I was in the middle of a large crowd of like minded "music enthusiasts" when I felt this uncertainty. I don't know why I felt this feeling for sure, nor was I sure of what had caused it.

It may have been the knee-shaking bass. It may have been an outer body experience when God had taken me out of my earthly body and told me that it was my duty to save the marmosets (SAVE THE MARMOSETS). It may have been the smell of over a thousand people who had not been overly generous with their deoderants on the hottest day of the year to date. It could even have been the Kentucky Fried Chicken Zinger Burger, large fries, large diet coke, 2 pints of lukewarm Fosters, 1 bottle of Becks, 2 whisky chasers, 1 vodka chaser, ˝ a pill...

To make things worse there was a thin white guy to my right wearing a pair of Reebok Classics trying to form a box in the air with his hands and feet. His actions can only be explained if he was pissed and trying to have a sign language conversation with a spotlight.

The blonde girl in front of me with an inexplicably large and wobbly arse offered an unimaginably irritating side-to-side dance that remained exact throughout the set, varying only with tempo. She didn't do much to help either.

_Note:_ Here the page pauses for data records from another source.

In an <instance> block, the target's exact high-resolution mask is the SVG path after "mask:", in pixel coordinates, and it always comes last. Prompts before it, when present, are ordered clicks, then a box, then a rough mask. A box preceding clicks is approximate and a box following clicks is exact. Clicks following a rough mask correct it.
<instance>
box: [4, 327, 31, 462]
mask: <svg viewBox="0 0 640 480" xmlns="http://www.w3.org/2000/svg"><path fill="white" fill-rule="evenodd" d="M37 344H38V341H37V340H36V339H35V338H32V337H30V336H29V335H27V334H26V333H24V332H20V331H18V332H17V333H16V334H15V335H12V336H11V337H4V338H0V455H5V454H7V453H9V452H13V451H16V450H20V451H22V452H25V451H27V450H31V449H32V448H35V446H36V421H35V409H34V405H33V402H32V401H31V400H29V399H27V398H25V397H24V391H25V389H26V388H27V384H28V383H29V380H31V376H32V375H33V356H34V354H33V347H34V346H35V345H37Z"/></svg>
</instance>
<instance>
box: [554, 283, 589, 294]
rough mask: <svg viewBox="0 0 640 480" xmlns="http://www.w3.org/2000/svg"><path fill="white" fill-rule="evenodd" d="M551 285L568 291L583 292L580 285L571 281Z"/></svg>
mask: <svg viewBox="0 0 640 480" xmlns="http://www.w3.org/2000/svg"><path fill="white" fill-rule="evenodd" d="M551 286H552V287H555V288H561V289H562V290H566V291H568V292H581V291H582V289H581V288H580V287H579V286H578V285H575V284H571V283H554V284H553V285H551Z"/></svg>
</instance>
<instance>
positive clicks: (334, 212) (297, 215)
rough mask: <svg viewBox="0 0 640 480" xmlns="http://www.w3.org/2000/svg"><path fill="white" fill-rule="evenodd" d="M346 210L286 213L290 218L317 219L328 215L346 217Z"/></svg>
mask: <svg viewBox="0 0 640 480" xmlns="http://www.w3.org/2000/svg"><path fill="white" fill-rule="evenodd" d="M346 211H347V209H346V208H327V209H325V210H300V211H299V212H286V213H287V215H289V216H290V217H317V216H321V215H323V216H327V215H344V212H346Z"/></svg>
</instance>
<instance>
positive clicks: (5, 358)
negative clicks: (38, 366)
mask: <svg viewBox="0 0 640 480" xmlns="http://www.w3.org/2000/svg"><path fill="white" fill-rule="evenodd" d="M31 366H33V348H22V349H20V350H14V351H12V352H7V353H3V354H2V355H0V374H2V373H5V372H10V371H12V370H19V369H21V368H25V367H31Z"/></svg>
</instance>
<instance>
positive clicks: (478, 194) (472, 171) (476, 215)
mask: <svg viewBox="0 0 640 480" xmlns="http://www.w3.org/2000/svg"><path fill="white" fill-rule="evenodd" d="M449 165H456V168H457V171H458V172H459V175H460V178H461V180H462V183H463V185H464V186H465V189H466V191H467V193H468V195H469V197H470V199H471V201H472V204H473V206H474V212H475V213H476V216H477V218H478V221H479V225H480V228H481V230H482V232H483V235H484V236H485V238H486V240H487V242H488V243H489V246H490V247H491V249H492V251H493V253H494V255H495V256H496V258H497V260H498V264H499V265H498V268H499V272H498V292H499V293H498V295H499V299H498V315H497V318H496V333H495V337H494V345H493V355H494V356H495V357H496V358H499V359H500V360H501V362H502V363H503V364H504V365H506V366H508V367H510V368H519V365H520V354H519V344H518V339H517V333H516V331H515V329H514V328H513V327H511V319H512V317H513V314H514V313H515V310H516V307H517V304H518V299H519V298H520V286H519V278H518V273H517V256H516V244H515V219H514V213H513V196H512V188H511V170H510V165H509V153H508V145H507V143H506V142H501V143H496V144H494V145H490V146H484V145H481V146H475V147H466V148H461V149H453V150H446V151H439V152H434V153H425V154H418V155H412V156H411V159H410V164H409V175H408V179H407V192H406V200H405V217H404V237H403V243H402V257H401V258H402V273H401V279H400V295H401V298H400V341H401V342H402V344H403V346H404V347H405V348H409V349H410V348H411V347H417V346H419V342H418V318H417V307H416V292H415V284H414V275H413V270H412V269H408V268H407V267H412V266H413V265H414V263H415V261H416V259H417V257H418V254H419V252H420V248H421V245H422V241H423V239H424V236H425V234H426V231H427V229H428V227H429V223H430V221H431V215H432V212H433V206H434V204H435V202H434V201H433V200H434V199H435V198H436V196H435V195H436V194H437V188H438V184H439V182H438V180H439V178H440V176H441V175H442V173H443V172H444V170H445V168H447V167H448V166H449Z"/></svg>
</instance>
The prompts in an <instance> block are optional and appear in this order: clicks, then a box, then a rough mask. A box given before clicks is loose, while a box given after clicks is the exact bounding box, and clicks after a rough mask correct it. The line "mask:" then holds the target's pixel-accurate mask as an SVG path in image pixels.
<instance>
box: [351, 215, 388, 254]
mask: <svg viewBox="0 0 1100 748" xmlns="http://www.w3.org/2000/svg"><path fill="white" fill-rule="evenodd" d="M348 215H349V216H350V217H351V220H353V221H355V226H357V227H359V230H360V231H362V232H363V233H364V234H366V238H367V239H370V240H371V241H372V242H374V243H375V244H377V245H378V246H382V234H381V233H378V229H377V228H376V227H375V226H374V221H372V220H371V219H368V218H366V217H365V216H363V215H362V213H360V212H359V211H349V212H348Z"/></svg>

I looked around the venue and saw that the two aforementioned challenged individuals were not alone and part of an ever growing collective. Hollywood suggested that "white men can't jump" but prolonged exposure suggested that white men also couldn't dance. In a way this was the only hindrance to the magnificent atmosphere in the Brixton Academy, except for the harsh treble that often lost some vocal clarity.

The band on stage, Outkast, proved that whilst contemporaries such as Dr Dre (and his ever expanding legion of "homiez") are destroying hip-hop with their "sell-out" commercialism, the cause is still alive and well.

The extensive back catalogue, as well as recent singles, helped to showcase Outkast's highly individual stage presence. For some reason I can't remember much more than that.